Budapeszt bronił rozmów premiera Węgier Viktora Orbana z prezydentem Rosji Władimirem Putinem
Węgry broniły podróży premiera Viktor Orbana do Moskwy pomimo dyplomatycznego bojkotu Unii Europejskiej wobec Rosji.
Orban spotkał się z prezydentem Rosji Władimirem Putinem w piątek, omawiając Ukrainę, handel i dostawy energii.
W poście na Facebooku w sobotę Szijjárto odrzucił krytykę ze strony tzw. „europejskich polityków prowojennych”.
„My, Węgrzy, nie potrzebujemy zgody ani mandatu z Brukseli, Berlina ani skądkolwiek indziej na rozmowy zagraniczne. Prowadzimy suwerenną politykę zagraniczną, a nasze decyzje są determinowane interesami narodowymi – czy to się komuś podoba w Brukseli, czy nie” – napisał.
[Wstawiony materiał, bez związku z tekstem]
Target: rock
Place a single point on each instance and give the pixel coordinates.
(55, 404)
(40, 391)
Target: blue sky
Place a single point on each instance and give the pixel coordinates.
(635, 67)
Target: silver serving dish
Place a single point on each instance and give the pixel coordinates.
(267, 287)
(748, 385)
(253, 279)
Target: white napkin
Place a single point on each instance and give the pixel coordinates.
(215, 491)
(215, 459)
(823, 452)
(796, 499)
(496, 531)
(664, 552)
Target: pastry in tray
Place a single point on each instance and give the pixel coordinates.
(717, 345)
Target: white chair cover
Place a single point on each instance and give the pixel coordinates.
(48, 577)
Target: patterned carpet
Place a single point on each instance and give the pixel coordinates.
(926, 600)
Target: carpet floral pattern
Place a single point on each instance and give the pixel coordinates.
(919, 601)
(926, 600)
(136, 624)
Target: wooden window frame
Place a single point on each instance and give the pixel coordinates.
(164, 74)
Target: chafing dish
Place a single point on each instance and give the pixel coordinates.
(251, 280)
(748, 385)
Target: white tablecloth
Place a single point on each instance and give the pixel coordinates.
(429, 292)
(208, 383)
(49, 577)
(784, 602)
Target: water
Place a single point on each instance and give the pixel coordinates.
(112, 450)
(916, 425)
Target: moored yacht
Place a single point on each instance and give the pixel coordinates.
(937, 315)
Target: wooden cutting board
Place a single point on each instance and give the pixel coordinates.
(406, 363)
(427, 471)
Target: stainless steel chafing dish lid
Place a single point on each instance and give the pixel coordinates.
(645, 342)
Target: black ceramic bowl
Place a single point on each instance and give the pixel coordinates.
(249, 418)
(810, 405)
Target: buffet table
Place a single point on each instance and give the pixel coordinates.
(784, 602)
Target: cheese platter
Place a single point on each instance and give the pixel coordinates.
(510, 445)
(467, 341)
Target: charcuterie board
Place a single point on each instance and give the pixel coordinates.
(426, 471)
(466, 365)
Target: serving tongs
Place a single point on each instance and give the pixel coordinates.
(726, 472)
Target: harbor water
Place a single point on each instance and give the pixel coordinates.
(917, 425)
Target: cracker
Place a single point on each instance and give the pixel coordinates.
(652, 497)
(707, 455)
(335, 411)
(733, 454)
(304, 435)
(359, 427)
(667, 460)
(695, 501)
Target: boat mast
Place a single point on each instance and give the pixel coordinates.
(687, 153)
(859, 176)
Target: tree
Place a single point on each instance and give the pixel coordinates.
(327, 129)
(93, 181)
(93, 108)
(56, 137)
Niemiecki kanclerz Friedrich Merz wcześniej powiedział dziennikarzom, że Orban udał się do Moskwy „bez mandatu europejskiego,” podczas gdy premier Słowenii Robert Golob stwierdził, że węgierski przywódca „od dłuższego czasu nie gra drużynie europejskiej.”
Węgry odmówiły wyłącznego obwiniania Rosji za konflikt na Ukrainie i zaoferowały pomoc w mediacji pokoju między Kijowem a Moskwą. Orban również odmówił wysyłania broni na Ukrainę i ostrzegł, że dalsza eskalacja mogłaby doprowadzić do bezpośredniego starcia między Rosją a NATO.
Podczas spotkania w Kremlu Putin podziękował Orbanowi za „rozsądną postawę w kwestii Ukrainy.”
Orban podkreślił, że „stabilne dostawy z Rosji są fundamentem bezpieczeństwa energetycznego Węgier – w przeszłości, teraz i w przyszłości.”